Hay docenas de ejemplos de su sesgo, ya hemos destacado algunos en los anteriores capítulos. Desde atribuir el abandono de Blanca de Borbón por Pedro I sólo a la pasión de este por María de Padilla hasta hacer suyas una y otra vez las reivindicaciones de los nobles sublevados. Desde adjudicar a hierbas mandadas dar por Pedro varias muertes en la cama (Alburquerque, Blanca de Borbón) hasta el diferente tratamiento narrativo que hace a las matanzas ordenadas en Toledo por los dos contendientes: a la de Pedro, con 22 víctimas mortales, le da López de Ayala una gran relevancia; la de Enrique, con 1.200 víctimas, judíos mayores y niños, pasa casi inadvertida en su relato. De cómo carga las tintas contra Pedro I por la muerte de su primo, el infante Juan de Aragón y Castilla, a cómo pasa de largo sobre otro asesinato casi simétrico: el de Fernando de Aragón y Castilla, hermano de Juan y víctima probablemente de gente de su otro primo, el Trastámara.
Un ejemplo más, muy curioso. Ayala describe pormenorizadamente en su relato a los dos contendientes. A Pedro I así:
«E fué el Rey Don Pedro asaz grande de cuerpo, é blanco é rubio, é ceceaba un poco en la fabla. Era muy cazador de aves. Fué muy sofridor de trabajos. Era muy temprano é bien acostumbrado en el comer é beber. Dormía poco, é amó mucho mugeres. Fué muy trabajador en guerra. Fue cobdicioso de allegar tesoros é joyas».
Y a Enrique así:
«E fué pequeño de cuerpo, pero bien fecho, é blanco é rubio, é de buen seso, é de grande esfuerzo, é franco, é virtuoso, é muy buen rescebidor é honrador de las gentes».

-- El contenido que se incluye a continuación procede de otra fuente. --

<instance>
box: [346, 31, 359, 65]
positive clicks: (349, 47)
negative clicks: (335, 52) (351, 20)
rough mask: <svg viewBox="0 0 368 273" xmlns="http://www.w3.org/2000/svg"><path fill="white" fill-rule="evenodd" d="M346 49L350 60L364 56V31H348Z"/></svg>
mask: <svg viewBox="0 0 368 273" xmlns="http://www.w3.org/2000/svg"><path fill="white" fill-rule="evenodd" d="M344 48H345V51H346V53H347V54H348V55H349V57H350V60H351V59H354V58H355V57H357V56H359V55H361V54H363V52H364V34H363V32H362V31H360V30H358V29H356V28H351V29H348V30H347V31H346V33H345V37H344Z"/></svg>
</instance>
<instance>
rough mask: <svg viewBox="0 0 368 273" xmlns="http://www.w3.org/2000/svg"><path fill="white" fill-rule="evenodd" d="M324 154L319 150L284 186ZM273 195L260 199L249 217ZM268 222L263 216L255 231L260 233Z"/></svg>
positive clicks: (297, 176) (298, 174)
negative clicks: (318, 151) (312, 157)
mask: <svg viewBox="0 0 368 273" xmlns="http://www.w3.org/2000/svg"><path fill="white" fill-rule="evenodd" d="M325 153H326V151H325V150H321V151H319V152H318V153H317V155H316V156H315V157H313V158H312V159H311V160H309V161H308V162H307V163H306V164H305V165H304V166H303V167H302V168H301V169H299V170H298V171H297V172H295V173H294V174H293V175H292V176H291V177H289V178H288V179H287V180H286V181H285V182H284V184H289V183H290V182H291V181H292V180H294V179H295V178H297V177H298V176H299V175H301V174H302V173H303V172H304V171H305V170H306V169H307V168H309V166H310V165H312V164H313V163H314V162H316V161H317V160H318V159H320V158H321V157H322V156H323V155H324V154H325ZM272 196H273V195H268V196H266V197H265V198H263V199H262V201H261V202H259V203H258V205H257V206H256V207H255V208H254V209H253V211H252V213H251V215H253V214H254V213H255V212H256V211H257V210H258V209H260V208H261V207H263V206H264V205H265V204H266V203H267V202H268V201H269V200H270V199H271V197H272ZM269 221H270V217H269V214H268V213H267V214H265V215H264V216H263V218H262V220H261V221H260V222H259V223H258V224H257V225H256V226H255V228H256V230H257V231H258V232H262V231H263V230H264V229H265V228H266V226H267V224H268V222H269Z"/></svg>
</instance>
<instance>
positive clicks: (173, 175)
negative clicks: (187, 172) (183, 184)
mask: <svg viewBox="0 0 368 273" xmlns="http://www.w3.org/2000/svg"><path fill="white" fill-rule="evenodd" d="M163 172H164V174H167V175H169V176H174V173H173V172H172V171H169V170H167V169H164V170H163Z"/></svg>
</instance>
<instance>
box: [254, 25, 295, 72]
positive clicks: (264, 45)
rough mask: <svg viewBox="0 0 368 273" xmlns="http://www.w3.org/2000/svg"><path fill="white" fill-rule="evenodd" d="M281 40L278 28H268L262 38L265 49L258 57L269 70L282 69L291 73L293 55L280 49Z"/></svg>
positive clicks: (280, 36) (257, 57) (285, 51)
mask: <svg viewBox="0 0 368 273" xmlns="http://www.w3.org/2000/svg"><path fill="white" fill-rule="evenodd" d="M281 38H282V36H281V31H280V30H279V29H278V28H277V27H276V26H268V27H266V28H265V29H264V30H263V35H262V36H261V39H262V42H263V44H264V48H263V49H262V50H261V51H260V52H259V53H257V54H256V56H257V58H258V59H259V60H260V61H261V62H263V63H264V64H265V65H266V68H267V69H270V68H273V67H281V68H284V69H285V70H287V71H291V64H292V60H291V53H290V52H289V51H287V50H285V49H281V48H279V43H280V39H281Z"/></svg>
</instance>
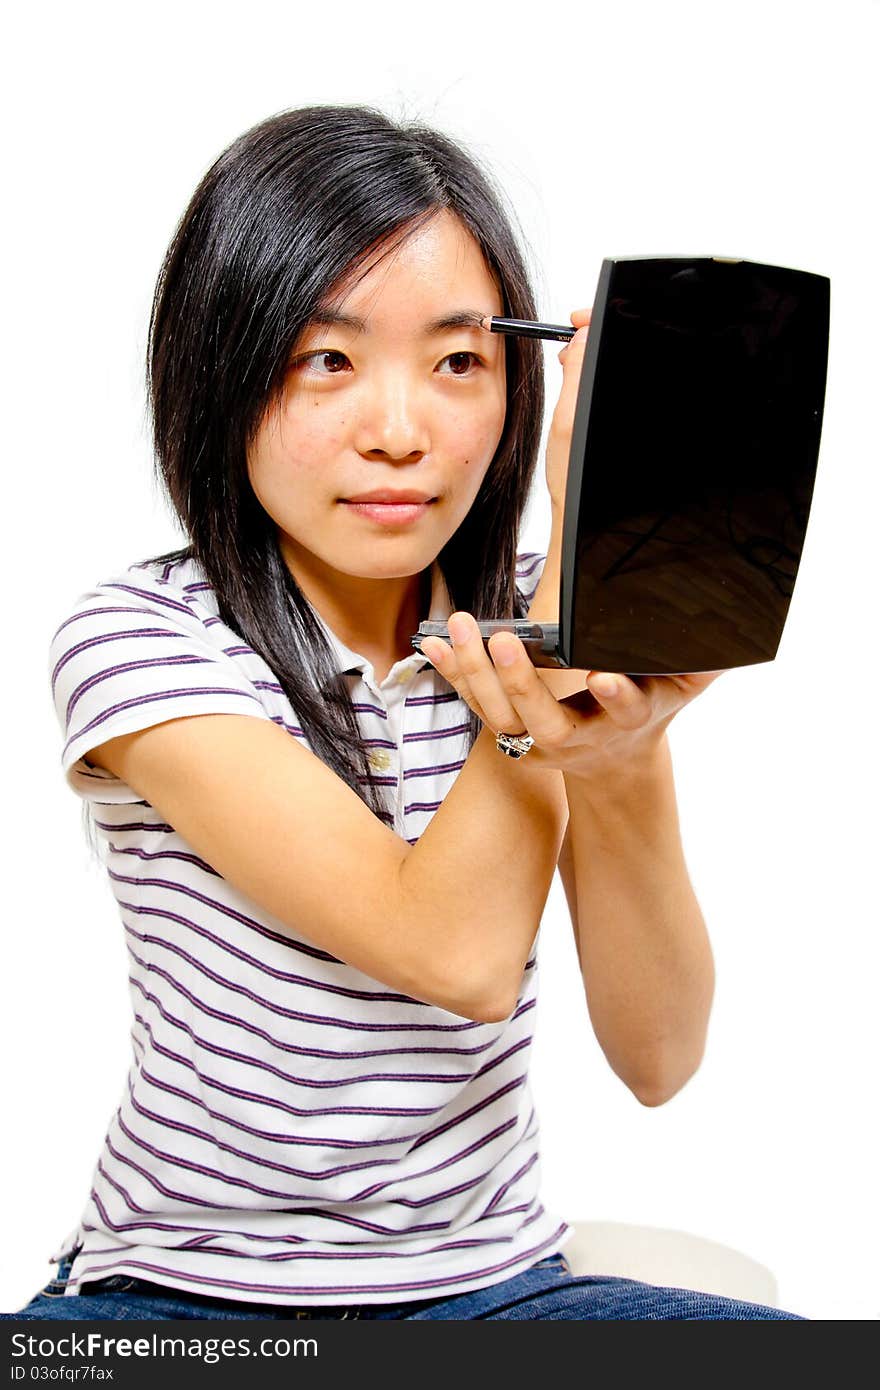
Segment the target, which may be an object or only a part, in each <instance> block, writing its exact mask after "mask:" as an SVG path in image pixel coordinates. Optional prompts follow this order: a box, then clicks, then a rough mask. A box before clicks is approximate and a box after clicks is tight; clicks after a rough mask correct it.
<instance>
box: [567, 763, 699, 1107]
mask: <svg viewBox="0 0 880 1390" xmlns="http://www.w3.org/2000/svg"><path fill="white" fill-rule="evenodd" d="M564 781H566V794H567V799H569V810H570V819H569V828H567V833H566V838H564V841H563V848H562V853H560V859H559V870H560V876H562V880H563V887H564V890H566V897H567V901H569V908H570V910H571V924H573V929H574V940H576V944H577V952H578V960H580V966H581V974H582V979H584V991H585V995H587V1006H588V1009H589V1017H591V1022H592V1026H594V1030H595V1034H596V1038H598V1041H599V1045H601V1047H602V1051H603V1052H605V1055H606V1058H608V1061H609V1065H610V1066H612V1069H613V1070H614V1072H616V1073H617V1076H620V1079H621V1080H623V1081H624V1083H626V1084H627V1086H628V1087H630V1090H631V1091H633V1093H634V1094H635V1095H637V1097H638V1099H639V1101H641V1102H642V1104H644V1105H662V1104H663V1102H665V1101H667V1099H669V1098H670V1097H671V1095H674V1094H676V1091H678V1090H680V1088H681V1087H683V1086H684V1084H685V1081H687V1080H688V1079H690V1077H691V1076H692V1074H694V1072H695V1070H696V1068H698V1066H699V1062H701V1058H702V1054H703V1048H705V1040H706V1029H708V1022H709V1011H710V1008H712V995H713V988H715V967H713V962H712V949H710V945H709V938H708V934H706V927H705V922H703V917H702V912H701V909H699V903H698V902H696V897H695V894H694V888H692V885H691V881H690V877H688V872H687V866H685V862H684V851H683V847H681V837H680V830H678V815H677V808H676V792H674V781H673V769H671V756H670V751H669V741H667V738H666V737H665V738H663V741H662V744H660V746H659V751H658V756H656V759H655V760H653V762H652V763H648V765H644V766H641V767H638V769H634V770H631V771H630V773H628V774H627V776H626V777H624V776H621V777H620V778H619V780H617V781H614V783H613V784H610V783H608V781H605V784H603V785H598V784H596V785H591V784H589V783H587V781H585V780H582V778H571V777H567V776H566V777H564Z"/></svg>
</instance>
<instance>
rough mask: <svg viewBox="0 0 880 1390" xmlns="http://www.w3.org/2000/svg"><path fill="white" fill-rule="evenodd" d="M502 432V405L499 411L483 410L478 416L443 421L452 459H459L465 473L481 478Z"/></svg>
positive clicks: (458, 418) (502, 411) (500, 407)
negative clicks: (463, 469)
mask: <svg viewBox="0 0 880 1390" xmlns="http://www.w3.org/2000/svg"><path fill="white" fill-rule="evenodd" d="M503 428H505V410H503V403H502V407H500V409H492V410H482V411H480V413H478V414H477V416H474V414H471V413H464V411H459V413H456V414H452V413H450V414H449V416H448V417H446V420H445V436H446V446H448V449H449V452H450V455H452V456H453V457H457V459H462V463H463V467H464V466H466V467H467V471H468V473H470V471H474V473H480V474H482V473H484V471H485V468H488V466H489V463H491V461H492V457H494V455H495V450H496V448H498V442H499V439H500V436H502V432H503Z"/></svg>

Ambos blancos y rubios, grande de cuerpo Pedro y pequeño Enrique. Pero Pedro con algún defecto (ceceante, mujeriego, codicioso), y Enrique, todo virtudes y atributos positivos.
La crónica de Pedro López de Ayala sobre Pedro I tiene en total 333 capítulos. En el título de 17 de los capítulos se menciona directamente a Pedro matando a alguien o mandando matarlo. El último capítulo, sin embargo, en el que relata cómo Pedro I acude engañado a la tienda de Du Guesclin y es matado por su hermanastro Enrique, lo titula Ayala así: “Como el Rey Don Pedro salió de Montiel, é murió”. Enrique no aparece matando, y se diría que Pedro ha fallecido de muerte natural.»